Woran können Laien echten Ökostrom erkennen?
Ökostrom ist leider kein geschützter Begriff. Es gibt zahlreiche Anbieter, die ihren Strom „grün waschen“ und über die Strombörse einen Strommix beziehen – mit Anteilen aus Kohle und Kernenergie. Grundsätzlich muss zwar jeder Energieanbieter, der seinen Kunden Ökostrom verkauft, dafür Herkunftsnachweise des Umweltbundesamts Dessau verwenden und entwerten. Solch ein Nachweis stellt sicher, dass jede regenerativ produzierte Kilowattstunde nicht doppelt vermarktet wird. Allerdings ist das noch kein Qualitätssiegel. Denn es verhindert nicht, dass Anbieter ihren Atom- und Kohlestrom mit zusätzlich eingekauften Herkunftsnachweisen als Ökostrom deklarieren. Denn diese Zertifikate dürfen unabhängig von den tatsächlichen Strommengen gehandelt werden.

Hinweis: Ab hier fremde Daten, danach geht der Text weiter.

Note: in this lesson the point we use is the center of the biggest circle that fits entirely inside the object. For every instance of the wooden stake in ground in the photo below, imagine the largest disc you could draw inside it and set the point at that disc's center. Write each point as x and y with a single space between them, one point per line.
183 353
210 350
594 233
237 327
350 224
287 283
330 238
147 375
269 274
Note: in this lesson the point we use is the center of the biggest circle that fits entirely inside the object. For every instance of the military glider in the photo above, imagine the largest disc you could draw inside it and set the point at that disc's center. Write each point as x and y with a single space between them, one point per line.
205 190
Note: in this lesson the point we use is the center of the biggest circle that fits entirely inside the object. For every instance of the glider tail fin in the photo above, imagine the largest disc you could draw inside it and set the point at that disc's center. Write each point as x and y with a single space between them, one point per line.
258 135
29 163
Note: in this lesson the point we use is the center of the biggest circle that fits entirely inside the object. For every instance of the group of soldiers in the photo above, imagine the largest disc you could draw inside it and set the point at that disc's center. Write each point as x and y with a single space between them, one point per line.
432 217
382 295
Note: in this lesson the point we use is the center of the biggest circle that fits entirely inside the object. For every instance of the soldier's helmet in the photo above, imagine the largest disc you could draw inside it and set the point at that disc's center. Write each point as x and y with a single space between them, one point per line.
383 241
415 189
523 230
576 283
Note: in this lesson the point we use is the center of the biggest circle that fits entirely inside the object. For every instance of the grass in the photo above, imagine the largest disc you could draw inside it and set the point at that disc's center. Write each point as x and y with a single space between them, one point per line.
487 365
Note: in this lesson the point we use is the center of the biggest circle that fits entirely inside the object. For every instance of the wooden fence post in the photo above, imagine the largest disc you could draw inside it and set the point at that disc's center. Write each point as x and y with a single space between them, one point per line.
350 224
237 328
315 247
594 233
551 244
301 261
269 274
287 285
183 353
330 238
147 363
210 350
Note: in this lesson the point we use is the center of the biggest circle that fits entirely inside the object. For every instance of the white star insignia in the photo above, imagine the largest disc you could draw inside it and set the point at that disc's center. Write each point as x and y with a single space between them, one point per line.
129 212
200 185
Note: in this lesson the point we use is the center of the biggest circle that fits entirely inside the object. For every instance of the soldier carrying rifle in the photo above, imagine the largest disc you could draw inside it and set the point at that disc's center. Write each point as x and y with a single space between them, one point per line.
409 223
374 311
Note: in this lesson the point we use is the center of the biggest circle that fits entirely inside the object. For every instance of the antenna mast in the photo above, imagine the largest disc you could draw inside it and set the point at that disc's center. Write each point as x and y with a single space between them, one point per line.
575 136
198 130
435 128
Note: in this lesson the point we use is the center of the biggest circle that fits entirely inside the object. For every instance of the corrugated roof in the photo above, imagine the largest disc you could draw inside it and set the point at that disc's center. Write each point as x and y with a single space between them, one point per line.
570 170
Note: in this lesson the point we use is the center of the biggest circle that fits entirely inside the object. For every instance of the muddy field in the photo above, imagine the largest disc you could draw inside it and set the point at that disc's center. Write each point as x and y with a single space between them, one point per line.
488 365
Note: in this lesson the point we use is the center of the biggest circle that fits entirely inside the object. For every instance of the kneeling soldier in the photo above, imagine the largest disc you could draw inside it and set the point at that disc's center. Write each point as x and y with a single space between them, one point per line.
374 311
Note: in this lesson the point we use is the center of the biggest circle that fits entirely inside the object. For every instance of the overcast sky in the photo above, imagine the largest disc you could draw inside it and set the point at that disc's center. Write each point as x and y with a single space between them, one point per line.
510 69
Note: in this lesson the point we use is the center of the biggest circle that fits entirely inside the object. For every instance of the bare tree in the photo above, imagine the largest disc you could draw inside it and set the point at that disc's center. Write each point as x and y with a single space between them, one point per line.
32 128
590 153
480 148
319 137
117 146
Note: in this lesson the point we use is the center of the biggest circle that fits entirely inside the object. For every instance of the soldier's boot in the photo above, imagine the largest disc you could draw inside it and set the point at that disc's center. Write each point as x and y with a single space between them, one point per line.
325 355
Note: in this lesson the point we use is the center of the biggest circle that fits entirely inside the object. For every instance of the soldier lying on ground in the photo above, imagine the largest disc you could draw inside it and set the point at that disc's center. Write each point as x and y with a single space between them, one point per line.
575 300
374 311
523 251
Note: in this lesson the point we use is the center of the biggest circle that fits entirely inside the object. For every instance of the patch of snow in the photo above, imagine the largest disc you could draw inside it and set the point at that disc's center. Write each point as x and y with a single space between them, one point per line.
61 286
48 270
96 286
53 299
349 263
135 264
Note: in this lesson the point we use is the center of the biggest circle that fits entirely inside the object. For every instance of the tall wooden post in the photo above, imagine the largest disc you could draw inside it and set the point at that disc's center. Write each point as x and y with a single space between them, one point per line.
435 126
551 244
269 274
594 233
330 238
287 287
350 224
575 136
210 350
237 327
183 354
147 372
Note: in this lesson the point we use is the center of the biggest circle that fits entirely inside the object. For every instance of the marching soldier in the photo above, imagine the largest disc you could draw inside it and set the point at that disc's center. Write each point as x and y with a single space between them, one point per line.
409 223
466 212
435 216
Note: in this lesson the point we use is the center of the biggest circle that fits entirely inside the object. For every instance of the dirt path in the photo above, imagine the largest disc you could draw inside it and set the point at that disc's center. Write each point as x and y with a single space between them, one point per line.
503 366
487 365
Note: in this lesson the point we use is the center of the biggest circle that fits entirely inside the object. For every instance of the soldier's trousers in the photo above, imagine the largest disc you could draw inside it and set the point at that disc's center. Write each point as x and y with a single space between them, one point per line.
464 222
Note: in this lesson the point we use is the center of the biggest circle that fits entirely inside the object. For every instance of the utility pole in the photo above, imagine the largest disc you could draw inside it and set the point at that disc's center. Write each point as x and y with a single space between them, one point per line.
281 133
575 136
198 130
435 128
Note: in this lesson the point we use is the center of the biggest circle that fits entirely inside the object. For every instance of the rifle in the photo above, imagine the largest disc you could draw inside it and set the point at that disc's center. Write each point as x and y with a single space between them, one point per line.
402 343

„Es gibt zahlreiche Anbieter, die ihren Strom ‚grün waschen‘ und über die Strombörse einen Strommix beziehen, der auch Kohle und Atom enthält.“
Peter Hausen, Geschäftsführer der Rheinhessischen
Und was macht die Rheinhessische anders?
Wir sichern von Beginn an die Lieferkette über die optionale Kopplung ab. Das bedeutet, dass wir die Herkunftsnachweise und den Ökostrom vom gleichen Ökokraftwerk beziehen. Am Ende des Kalenderjahres lassen wir uns durch den TÜV Süd bestätigen, dass auch wirklich alle Kunden mit klimaneutralem Strom beliefert wurden. Sie können sich also sicher sein, dass sie hochwertigen Ökostrom aus Wasserkraft bekommen. Ein Kriterium für echt guten Ökostrom ist zudem, dass ein Teil der Erlöse in ökologische Projekte fließt, beispielsweise in neue Anlagen für erneuerbare Energien. Denn nur so treiben wir die Energiewende auch weiter voran. Wir investieren seit Jahren vor Ort in den Windpark Kandrich und betreiben zudem mehrere PV-Anlagen.

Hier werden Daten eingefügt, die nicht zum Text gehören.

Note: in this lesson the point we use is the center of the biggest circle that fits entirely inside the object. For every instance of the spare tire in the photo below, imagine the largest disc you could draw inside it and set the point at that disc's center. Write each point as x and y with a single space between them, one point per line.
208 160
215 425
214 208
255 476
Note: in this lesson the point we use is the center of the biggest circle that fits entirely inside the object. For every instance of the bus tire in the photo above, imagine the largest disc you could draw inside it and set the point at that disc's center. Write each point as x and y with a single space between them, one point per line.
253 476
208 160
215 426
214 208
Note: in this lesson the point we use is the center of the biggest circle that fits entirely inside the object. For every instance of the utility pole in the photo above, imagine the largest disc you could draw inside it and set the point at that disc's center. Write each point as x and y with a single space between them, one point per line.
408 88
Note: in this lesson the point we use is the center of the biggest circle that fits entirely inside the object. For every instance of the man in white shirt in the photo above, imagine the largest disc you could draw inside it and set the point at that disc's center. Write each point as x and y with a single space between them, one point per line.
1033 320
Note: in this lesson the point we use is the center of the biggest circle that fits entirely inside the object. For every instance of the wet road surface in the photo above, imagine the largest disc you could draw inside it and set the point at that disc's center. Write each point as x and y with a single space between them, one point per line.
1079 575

Bekomme ich Ökostrom bis in die Steckdose?
Nein, das ist physikalisch nicht möglich. Ökostrom zu beziehen heißt nicht, dass aus der Steckdose auch grüner Strom rauskommt. Alle Endkunden erhalten letztlich den gleichen Strom, der sich aus den unterschiedlichen Erzeugungsarten mischt. Man kann sich das wie eine Art Stromsee vorstellen, aus dem sich alle bedienen. Aber jede grün erzeugte Kilowattstunde, die in diesen See gelangt, macht ihn insgesamt grüner.
Beziehen eigentlich alle Ihre Kunden Ökostrom?
Definitiv ja. Jeder Haushalt und jeder Kleingewerbebetrieb erhält seit Juni 2011 klimaneutralen Strom. Zu 100 Prozent. Bis heute bieten wir keine Alternativen dazu an. Das hat den Vorteil, dass unsere Kunden keine aktive Kaufentscheidung für oder gegen Ökostrom treffen müssen. Und das Beste daran: Sie müssen keinen Aufpreis zahlen.
Wie gelingt es Ihnen, dass für die Kunden keine zusätzlichen Kosten anfallen?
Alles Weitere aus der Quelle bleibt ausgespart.